Annie is so smart beyond her years. My heart aches at this “I never got to make any memories with Maddie. But if she were still here, we’d play all sorts of games together!”
Love Annie’s analogy of Joy & Sadness with the last piece of cake
That was beautiful.
She is such a perceptive and smart little girl!
I’ve been wanting to take my daughter, and dreading it (I already saw it sans kids). On one hand, we’ve been talking about feelings a lot (in order to help her express hers, something she finds extremely hard) anyway. On the other, I worry the movie will only compound her confusion more. Ultimately, I’ve decided I might take her to see it, and hope it doesn’t make her more anxious about feelings than she already is.
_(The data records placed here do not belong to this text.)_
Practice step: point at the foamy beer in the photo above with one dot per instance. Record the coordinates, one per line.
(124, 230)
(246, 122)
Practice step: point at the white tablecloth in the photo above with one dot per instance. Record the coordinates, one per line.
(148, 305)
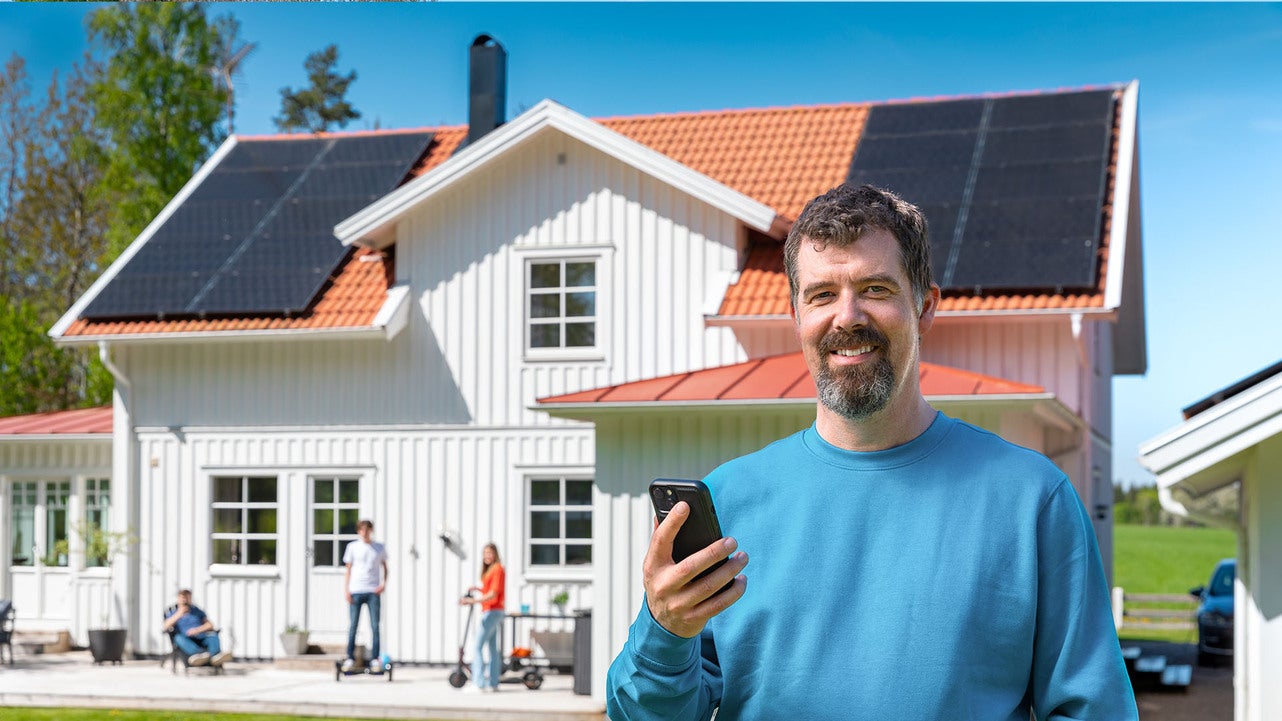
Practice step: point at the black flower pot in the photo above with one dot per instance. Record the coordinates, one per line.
(107, 644)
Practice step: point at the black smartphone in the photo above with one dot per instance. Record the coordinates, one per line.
(700, 529)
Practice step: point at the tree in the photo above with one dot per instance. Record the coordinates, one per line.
(322, 105)
(16, 141)
(231, 53)
(158, 103)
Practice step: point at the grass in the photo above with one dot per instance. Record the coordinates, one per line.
(118, 715)
(1165, 559)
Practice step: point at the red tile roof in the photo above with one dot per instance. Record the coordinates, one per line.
(82, 421)
(778, 377)
(781, 157)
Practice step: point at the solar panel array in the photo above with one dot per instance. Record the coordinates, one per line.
(1013, 187)
(257, 235)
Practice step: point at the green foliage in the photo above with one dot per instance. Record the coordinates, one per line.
(321, 105)
(1140, 506)
(158, 101)
(33, 373)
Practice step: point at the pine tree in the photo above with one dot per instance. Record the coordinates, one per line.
(321, 105)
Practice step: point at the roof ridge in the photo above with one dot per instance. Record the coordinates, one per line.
(1062, 90)
(241, 137)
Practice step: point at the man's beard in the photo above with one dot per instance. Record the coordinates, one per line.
(854, 391)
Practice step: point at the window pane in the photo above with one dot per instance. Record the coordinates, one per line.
(262, 490)
(348, 518)
(262, 552)
(544, 554)
(578, 493)
(578, 524)
(545, 335)
(23, 529)
(227, 490)
(226, 551)
(544, 525)
(349, 490)
(545, 305)
(544, 275)
(322, 553)
(577, 554)
(580, 335)
(580, 304)
(322, 521)
(227, 521)
(578, 275)
(262, 520)
(545, 493)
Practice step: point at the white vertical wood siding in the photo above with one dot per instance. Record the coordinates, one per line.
(414, 481)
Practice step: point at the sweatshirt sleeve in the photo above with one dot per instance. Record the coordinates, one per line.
(663, 676)
(1078, 672)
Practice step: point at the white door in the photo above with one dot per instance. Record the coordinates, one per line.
(40, 580)
(335, 508)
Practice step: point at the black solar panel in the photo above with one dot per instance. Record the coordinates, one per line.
(1013, 187)
(257, 235)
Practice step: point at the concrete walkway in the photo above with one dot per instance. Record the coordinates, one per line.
(73, 680)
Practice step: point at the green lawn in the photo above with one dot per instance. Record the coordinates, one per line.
(117, 715)
(1167, 559)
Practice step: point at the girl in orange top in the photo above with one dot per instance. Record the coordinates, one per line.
(492, 586)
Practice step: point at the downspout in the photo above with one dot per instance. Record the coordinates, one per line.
(123, 497)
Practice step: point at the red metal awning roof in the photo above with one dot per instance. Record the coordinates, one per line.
(777, 377)
(81, 421)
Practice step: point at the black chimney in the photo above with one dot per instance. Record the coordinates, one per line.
(487, 86)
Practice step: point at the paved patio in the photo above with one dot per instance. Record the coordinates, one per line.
(73, 680)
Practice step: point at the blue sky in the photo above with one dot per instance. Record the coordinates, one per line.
(1210, 113)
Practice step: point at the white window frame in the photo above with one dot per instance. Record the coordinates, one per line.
(567, 254)
(559, 571)
(336, 536)
(98, 499)
(244, 535)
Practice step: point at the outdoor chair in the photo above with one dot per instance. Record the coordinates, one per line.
(177, 656)
(7, 613)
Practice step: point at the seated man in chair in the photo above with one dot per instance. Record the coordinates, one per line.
(194, 633)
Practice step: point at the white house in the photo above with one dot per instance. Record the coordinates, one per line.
(542, 317)
(1223, 467)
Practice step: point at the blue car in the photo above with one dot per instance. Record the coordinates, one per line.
(1215, 613)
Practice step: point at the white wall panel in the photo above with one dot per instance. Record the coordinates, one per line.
(419, 480)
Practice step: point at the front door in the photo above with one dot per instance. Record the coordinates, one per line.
(335, 508)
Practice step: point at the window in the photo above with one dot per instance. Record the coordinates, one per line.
(39, 521)
(24, 494)
(562, 304)
(245, 513)
(560, 521)
(335, 511)
(57, 493)
(98, 504)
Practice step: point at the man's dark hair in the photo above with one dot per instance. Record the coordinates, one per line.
(845, 213)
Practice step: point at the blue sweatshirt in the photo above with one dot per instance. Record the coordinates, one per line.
(953, 577)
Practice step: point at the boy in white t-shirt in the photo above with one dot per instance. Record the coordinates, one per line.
(364, 586)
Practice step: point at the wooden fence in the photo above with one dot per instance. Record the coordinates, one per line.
(1167, 612)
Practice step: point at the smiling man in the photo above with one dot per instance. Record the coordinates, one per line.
(907, 565)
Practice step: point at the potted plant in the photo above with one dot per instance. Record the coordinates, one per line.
(101, 547)
(294, 638)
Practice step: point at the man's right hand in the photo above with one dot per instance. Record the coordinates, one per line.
(677, 601)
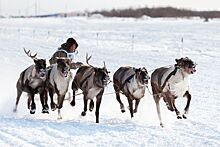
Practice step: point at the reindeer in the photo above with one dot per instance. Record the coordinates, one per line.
(172, 82)
(32, 81)
(58, 79)
(92, 81)
(131, 82)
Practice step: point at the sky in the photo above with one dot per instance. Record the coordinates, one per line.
(145, 42)
(31, 7)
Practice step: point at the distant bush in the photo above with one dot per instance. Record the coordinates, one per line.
(158, 12)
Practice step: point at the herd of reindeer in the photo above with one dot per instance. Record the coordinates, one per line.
(166, 82)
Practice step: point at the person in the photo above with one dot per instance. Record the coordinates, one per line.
(68, 50)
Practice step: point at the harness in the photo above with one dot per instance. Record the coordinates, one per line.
(168, 77)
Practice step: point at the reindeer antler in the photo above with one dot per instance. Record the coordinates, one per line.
(87, 59)
(29, 54)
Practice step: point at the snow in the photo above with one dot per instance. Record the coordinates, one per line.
(149, 43)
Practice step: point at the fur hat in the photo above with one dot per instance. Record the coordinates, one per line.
(70, 42)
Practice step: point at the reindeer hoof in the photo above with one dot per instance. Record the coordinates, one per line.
(45, 111)
(179, 117)
(32, 111)
(90, 109)
(46, 107)
(184, 116)
(59, 117)
(14, 110)
(83, 113)
(122, 111)
(73, 103)
(53, 107)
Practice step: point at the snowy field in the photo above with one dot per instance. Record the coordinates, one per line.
(150, 43)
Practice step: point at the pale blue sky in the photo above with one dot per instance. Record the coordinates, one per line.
(30, 7)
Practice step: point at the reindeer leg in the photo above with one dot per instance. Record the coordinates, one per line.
(91, 105)
(85, 99)
(137, 101)
(33, 105)
(117, 92)
(73, 103)
(29, 102)
(19, 92)
(60, 105)
(130, 102)
(157, 100)
(43, 100)
(52, 104)
(186, 109)
(120, 102)
(98, 103)
(176, 110)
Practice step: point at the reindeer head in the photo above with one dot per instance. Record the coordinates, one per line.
(40, 64)
(63, 65)
(101, 74)
(186, 64)
(142, 75)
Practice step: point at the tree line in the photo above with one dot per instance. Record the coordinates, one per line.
(158, 12)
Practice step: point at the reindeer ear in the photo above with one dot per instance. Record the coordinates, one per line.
(35, 60)
(177, 60)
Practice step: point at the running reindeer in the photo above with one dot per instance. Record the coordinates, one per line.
(92, 81)
(58, 79)
(172, 82)
(131, 82)
(32, 81)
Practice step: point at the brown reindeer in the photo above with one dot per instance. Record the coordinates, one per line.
(58, 79)
(132, 82)
(172, 82)
(92, 81)
(32, 80)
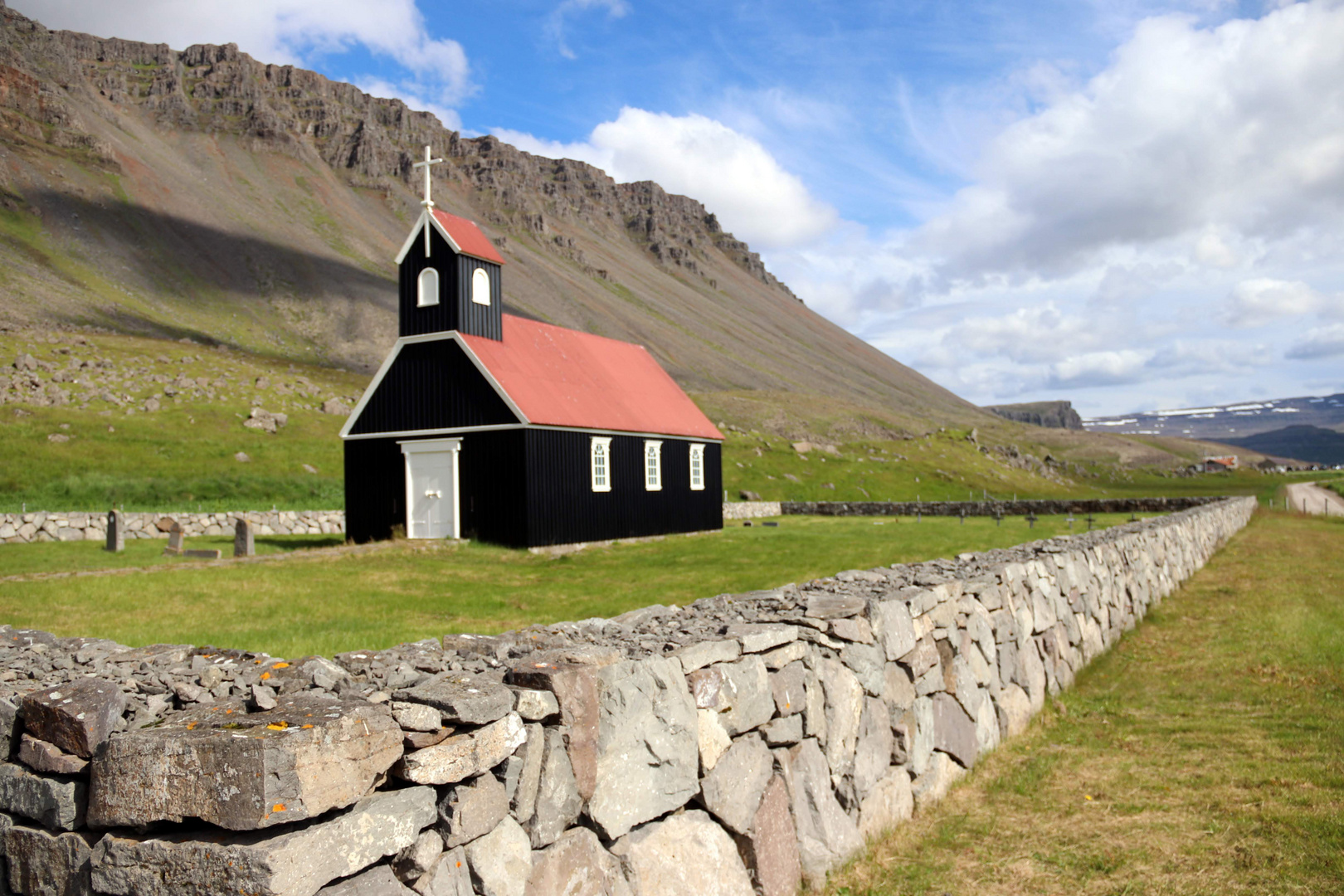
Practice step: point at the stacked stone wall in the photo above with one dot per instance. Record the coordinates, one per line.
(24, 528)
(741, 744)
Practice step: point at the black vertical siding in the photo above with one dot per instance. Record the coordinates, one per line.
(375, 489)
(431, 386)
(563, 508)
(527, 488)
(492, 488)
(455, 309)
(479, 320)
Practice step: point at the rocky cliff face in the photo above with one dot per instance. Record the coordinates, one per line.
(1059, 416)
(205, 193)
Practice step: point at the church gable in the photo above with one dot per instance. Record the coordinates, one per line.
(429, 386)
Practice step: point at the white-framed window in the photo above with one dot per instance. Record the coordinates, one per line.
(696, 466)
(426, 288)
(481, 286)
(652, 465)
(600, 462)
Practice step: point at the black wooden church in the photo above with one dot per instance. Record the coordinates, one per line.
(503, 429)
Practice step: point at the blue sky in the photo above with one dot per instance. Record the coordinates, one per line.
(1127, 204)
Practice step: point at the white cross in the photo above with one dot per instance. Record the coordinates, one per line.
(426, 202)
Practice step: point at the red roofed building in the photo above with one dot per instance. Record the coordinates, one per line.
(514, 431)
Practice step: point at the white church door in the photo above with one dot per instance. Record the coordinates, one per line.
(431, 489)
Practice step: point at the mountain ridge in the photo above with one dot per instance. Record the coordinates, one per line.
(205, 193)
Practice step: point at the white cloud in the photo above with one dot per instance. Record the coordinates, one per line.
(555, 24)
(1191, 134)
(1320, 342)
(1259, 301)
(732, 173)
(437, 73)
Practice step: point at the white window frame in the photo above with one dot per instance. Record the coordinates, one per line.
(481, 286)
(426, 297)
(696, 466)
(600, 446)
(652, 472)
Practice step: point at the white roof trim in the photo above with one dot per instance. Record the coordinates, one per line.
(416, 230)
(494, 427)
(387, 364)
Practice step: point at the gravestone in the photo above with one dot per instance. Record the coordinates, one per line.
(116, 533)
(175, 538)
(244, 546)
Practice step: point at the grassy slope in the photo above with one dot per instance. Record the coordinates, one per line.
(325, 602)
(1202, 755)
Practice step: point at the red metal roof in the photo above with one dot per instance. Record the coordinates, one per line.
(468, 236)
(565, 377)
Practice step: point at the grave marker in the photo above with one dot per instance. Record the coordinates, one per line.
(244, 544)
(175, 538)
(116, 533)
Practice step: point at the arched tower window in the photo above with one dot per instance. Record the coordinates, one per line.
(426, 288)
(481, 286)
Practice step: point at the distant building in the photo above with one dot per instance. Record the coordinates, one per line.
(492, 426)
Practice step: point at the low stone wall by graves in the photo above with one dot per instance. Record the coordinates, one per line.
(734, 746)
(1040, 507)
(22, 528)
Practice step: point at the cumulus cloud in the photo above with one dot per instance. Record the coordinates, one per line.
(437, 73)
(555, 24)
(1190, 134)
(1320, 342)
(732, 173)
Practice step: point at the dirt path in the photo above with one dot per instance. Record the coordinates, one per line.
(1313, 499)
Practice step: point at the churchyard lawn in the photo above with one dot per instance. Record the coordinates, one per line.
(332, 599)
(1203, 755)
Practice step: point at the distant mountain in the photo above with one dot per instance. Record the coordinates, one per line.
(1298, 442)
(1057, 416)
(1229, 422)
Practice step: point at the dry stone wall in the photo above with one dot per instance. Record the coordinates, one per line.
(741, 744)
(23, 528)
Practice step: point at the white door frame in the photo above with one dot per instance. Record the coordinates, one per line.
(431, 446)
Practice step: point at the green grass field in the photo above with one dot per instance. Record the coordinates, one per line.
(1203, 755)
(331, 601)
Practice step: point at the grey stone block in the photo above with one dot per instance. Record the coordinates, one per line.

Welp. I’m a bucket of tears now. You’re a good mom, Heather. A very very good mom. xoxo
Annie always strikes me as such an old soul based on the dialogue you have with her. This was definitely one of my favorite posts from you. Just a really beautiful message, here. Thank you for sharing. On a lighter note, I love the doll! Where did you find it? Such a great idea for a movie!
Annabelle is simply amazing. Incredible how she can express herself so well already. She’s going to grow up to be funny and intelligent like her parents!!
Maggie Squarepennies says:
Beautifully expressed Heather. You have a real treasure there. She understands so much and will be able to share with you as she grows.
This is a beautifully written post. Thank you thank you thank you.
OH my gosh, I love this post and Annie’s analogy.
Such a lovely post. Thanks for sharing, Heather.
Annie’s analogy about joy and sadness and cake really was spot-on.
I adore you and I adore all your posts!
This was so touching and so beautifully written. You are raising such smart, thoughtful, funny and beautiful children.